Morris dance sul prato della cattedrale di Wells, eseguita dagli Exeter Morris Men

Il termine folclore o folklore[1] (pron. [folˈklore][2]; dall'inglese folk, "popolo", e lore, "tradizione" ma anche "storia, trama") si riferisce a quelle forme di cultura popolare comprendente le tipologie di tradizione tramandate spesso oralmente e riguardanti conoscenze, usi e costumi, credenze popolari; miti, fiabe, leggende e altre narrazioni legate alla dimensione del fantastico; filastrocche, conte e proverbi; musica, canto e danza: il tutto riferito a una determinata area geografica, a una determinata popolazione, ai ceti popolari dei contadini e montanari, a più d'una o a tutte queste determinazioni.
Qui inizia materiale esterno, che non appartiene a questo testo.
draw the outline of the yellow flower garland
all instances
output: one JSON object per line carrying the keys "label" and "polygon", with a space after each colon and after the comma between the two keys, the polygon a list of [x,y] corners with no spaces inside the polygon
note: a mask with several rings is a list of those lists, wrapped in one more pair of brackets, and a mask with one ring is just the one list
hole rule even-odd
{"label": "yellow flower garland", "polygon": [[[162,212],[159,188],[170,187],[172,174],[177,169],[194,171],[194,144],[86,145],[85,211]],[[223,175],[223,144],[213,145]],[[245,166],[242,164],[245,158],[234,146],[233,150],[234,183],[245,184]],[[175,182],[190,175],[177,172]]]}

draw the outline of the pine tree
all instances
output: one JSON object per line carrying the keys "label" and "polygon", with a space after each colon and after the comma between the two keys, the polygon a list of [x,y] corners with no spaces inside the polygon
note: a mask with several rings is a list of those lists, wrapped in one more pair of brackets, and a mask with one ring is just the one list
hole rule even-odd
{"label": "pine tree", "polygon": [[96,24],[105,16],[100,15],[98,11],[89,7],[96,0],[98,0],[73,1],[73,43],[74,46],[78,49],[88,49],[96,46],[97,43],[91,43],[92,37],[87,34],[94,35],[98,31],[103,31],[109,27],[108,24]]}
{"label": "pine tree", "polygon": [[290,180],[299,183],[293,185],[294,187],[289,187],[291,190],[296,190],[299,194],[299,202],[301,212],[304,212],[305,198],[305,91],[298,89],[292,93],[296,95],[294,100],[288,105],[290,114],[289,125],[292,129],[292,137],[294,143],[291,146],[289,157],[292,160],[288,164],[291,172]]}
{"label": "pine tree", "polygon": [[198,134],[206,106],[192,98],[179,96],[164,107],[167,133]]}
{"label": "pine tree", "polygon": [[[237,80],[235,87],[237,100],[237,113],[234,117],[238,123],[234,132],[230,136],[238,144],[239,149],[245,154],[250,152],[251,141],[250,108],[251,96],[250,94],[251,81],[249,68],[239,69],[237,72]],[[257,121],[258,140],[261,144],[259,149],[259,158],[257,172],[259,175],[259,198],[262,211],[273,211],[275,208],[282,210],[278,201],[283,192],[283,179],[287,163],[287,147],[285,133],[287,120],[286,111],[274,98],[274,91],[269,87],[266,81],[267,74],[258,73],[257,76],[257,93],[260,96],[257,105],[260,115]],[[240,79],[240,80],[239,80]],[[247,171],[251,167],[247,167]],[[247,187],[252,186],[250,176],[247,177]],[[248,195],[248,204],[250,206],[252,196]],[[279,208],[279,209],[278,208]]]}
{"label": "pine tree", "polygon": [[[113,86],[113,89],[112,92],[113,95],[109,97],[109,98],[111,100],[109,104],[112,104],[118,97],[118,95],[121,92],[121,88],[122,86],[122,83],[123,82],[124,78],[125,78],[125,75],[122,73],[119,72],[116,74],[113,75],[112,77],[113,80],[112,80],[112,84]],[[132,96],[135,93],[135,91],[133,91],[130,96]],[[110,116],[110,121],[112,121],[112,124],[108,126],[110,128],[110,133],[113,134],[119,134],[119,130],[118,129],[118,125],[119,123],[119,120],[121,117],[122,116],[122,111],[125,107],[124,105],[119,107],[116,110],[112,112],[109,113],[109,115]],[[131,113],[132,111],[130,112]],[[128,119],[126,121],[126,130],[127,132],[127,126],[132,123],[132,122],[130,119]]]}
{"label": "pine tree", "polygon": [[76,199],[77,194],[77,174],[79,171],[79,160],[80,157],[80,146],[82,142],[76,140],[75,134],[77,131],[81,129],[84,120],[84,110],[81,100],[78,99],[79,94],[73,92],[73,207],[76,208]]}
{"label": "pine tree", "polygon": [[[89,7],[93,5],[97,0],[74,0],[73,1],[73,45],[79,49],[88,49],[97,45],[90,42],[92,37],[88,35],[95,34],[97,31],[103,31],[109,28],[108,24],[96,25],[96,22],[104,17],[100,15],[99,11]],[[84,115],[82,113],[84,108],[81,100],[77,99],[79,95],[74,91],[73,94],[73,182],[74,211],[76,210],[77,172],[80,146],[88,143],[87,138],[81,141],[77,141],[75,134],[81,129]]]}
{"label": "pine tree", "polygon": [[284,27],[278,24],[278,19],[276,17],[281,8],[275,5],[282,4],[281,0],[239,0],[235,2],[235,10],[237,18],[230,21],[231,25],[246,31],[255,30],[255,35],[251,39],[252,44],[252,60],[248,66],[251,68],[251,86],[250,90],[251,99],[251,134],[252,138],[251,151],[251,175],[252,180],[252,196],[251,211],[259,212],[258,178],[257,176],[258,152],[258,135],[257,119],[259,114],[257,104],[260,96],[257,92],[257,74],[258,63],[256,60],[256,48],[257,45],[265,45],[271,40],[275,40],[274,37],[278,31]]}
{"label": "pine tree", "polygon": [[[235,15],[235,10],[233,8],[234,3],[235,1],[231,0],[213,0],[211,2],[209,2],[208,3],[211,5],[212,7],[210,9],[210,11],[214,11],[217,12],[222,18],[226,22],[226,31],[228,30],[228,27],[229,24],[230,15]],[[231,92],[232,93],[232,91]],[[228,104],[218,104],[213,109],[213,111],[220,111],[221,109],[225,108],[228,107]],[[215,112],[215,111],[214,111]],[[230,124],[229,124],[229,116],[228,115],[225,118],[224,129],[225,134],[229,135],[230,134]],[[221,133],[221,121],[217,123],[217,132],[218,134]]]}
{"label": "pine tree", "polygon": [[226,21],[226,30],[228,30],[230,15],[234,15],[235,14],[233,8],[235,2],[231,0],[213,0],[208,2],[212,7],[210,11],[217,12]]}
Un discorso a parte merita l'immaginario folklorico, settore significativo dei fatti folklorici che raggruppa tutti i racconti che hanno relazione col fantastico: fiabe, leggende, miti e racconti della paura.

La nascita del termine[modifica | modifica wikitesto]

L'origine del termine folclore è attribuita allo scrittore e antiquario inglese William Thoms (1803-1900)[3] che, sotto lo pseudonimo di Ambrose Merton, pubblicò nel 1846 una lettera sulla rivista letteraria londinese Athenaeum, allo scopo di dimostrare la necessità di un vocabolo che potesse ricomprendere tutti gli studi sulle tradizioni popolari inglesi.

Il termine fu poi accettato dalla comunità scientifica internazionale dal 1878, per indicare quelle forme contemporanee di aggregazione sociale incentrate sulla rievocazione di antiche pratiche popolari, ovvero tutte quelle espressioni culturali comunemente denominate "tradizioni popolari", dai canti alle sagre alle superstizioni alla cucina (e che già due secoli prima Giambattista Vico chiamava "rottami di antichità").

Storia degli studi sul folclore[modifica | modifica wikitesto]

Gli studi sul folclore presero avvio sulla scia dell'impulso romantico del XIX secolo, rivolto a indagare le radici popolari della cultura europea, concentrandosi inizialmente sulla tradizione orale costituita da storie, canzoni, proverbi ed espressioni nazionali, a cominciare da quel tesoro di fiabe e racconti inteso dai fratelli Grimm come Volksgeist, cioè «anima del popolo», la quale si riverbera nei canti del volgo come già sostenuto da Johann Gottfried Herder.[4]

Approccio antropologico[modifica | modifica wikitesto]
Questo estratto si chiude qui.